Famosos edificios históricos mexicanos, 1998. Todas las obras son del artista Dennis Oppenheim, Colección MUAC (DiGAV-UNAM). Las fotografías son de Oswaldo Ruiz y cortesía del museo.

​ A raíz de la pandemia, según Andreas Malm, profesor de ecología humana, el capitalismo intensificó la producción de plásticos manufacturados y la quema de combustibles fósiles. Oligarcas, políticos y dirigentes de empresas, en vez de enfocarse en las tecnologías renovables como prometieron en 2020, no se resistieron a extraer y quemar aún más petróleo y gas. Un caso puntual es el de México, donde el expresidente Ló­pez Obrador instauró una política de autonomía y desprivatización energética, lo que significó apostar por los combustibles fósiles en detrimento de las energías renovables.1 En el siguiente sexenio, Claudia Sheinbaum agregó el término “desarrollo sostenible” al principio de soberanía energética de su predecesor, haciendo guiños a una política inclinada hacia las energías limpias; sin embargo, en su plan no hay proyectos que estén por desarrollarse en los próximos años.2 Hay que tomar en cuenta, también, que el mantra de Donald Trump (“drill, baby, drill”) ha llevado a Estados Unidos a hacer tratos con otros países para impulsar el flujo del petróleo y el gas natural en el mundo, reafirmando los combustibles fósiles como el centro de la economía global.3

​ Malm asevera que, en 2023, las grandes compañías de petróleo obtuvieron las mayores ganancias en la historia del capitalismo.4 Ese año la industria global de petróleo y gas generó un ingreso récord de más de 2.7 billones de dólares, mientras que invirtieron sólo 4 % de capital en energías limpias.5 En paralelo, estamos presenciando el aumento de 1.5 °C en la temperatura promedio del planeta. Según Malm, nos encontramos en una coyuntura en la que predomina la ideología del overshoot, la cual asegura “que nos podemos pasar de la raya de manera programada”. Es decir, varias élites, al haber abandonado la sustentabilidad y las energías renovables, están promoviendo modelos de adaptación y mitigación para administrar las consecuencias del cambio climático. En ese sentido, el fin de la pandemia de covid-19 y la invasión de Rusia a Ucrania supusieron la normalización del clima extremo y los fenómenos naturales hiperdestructivos, así como la diseminación de la creencia de que podemos “pasarnos de la raya” porque el cambio climático causa eventos con los que estamos aprendiendo a vivir. En realidad, esto implica que hemos disociado el colapso climático de las consecuencias de la cultura del consumo, las emisiones y los desechos de la producción capitalista. Nuestra época podría definirse por la quema de combustibles fósiles, el recrudecimiento de los fascismos, la ausencia de una masa crítica contra el capitalismo y la primacía de la mitigación y adaptación al cambio climático.

​ El plástico contiene una paradoja: pese a que le podemos atribuir parte del colapso de la civilización actual, también condensa los objetivos de la utopía de la tecnología moderna.

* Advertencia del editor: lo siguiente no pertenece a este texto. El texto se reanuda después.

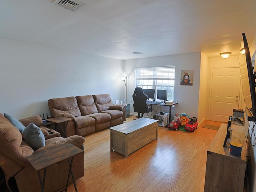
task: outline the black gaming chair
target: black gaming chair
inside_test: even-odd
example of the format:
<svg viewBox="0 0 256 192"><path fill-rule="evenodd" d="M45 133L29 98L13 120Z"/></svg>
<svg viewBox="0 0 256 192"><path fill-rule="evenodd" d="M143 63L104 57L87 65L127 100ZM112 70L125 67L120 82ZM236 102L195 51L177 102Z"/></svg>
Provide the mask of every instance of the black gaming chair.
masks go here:
<svg viewBox="0 0 256 192"><path fill-rule="evenodd" d="M146 101L148 96L144 93L143 90L140 87L136 87L132 95L133 99L133 109L134 112L138 112L138 118L143 116L143 114L148 113L151 110L150 108L148 107ZM141 113L141 116L140 116Z"/></svg>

Para Heather Davis, profesora en The New School, al crear barreras para posponer la pudrición de la comida, el plástico representó un mundo nuevo y brilloso; la promesa de una vida sanitaria y esterilizada; una “abundancia sellada”, perfeccionada y lisa que elimina el desecho y la podredumbre.6 Se trata del material por excelencia de la separación entre el adentro y el afuera, del aislamiento y la preservación y, por lo tanto, es purificante.

Famosos edificios históricos mexicanos II, 1998.

Untitled XIII (2002) de Andreas Gursky es una fotografía del vertedero en Chimalhuacán, Estado de México, que ilustra las separaciones que efectúa el plástico en escalas múltiples. La imagen, de casi tres metros de altura, muestra una gigantesca masa de basura. Gracias a la manipulación digital, por la cual Gursky es conocido, la profundidad de campo es uniforme y, en un mismo plano, apreciamos botellas de plástico, muebles rotos, llantas, pedazos de cartón y envases de Pepsi, La Costeña, Daewoo y Marlborough. Entre la montaña de basura que parece colapsar sobre el espectador, vemos chozas precarias y figuras humanas. Los productos locales y globales en este vertedero hablan del daño colateral de la globalización, de su detritus —la basura y las poblaciones redundantes—, así como de las condiciones sistémicas de la reproducción del capitalismo:7 la lógica de oposiciones binarias del plástico (adentro/afuera, naturaleza/cultura), la racialización de las poblaciones, la producción de desperdicio y la diseminación de la toxicidad. En la fotografía, el basurero aparece como el otro reprimido del centro comercial, el síntoma ansioso de la cultura de consumo, el testamento de la ingestión crónica de energía.8

​ En 1957 Roland Barthes describió el plástico como una “materia milagrosa” por su plasticidad, es decir, por moldearse según el capricho humano. Su invención, entonces, se corresponde con el control de la humanidad sobre la naturaleza, entendida como maleable y capaz de ser escindida de los metabolismos planetarios. A la vez, el plástico lleva a la realidad la noción de la materia como un campo de potencial ilimitado y plegable infinitamente, susceptible de imitar cualquier cosa. Por eso puede ser entendido como la materialización del ideal de la forma, la cual está desenraizada de su lugar de origen.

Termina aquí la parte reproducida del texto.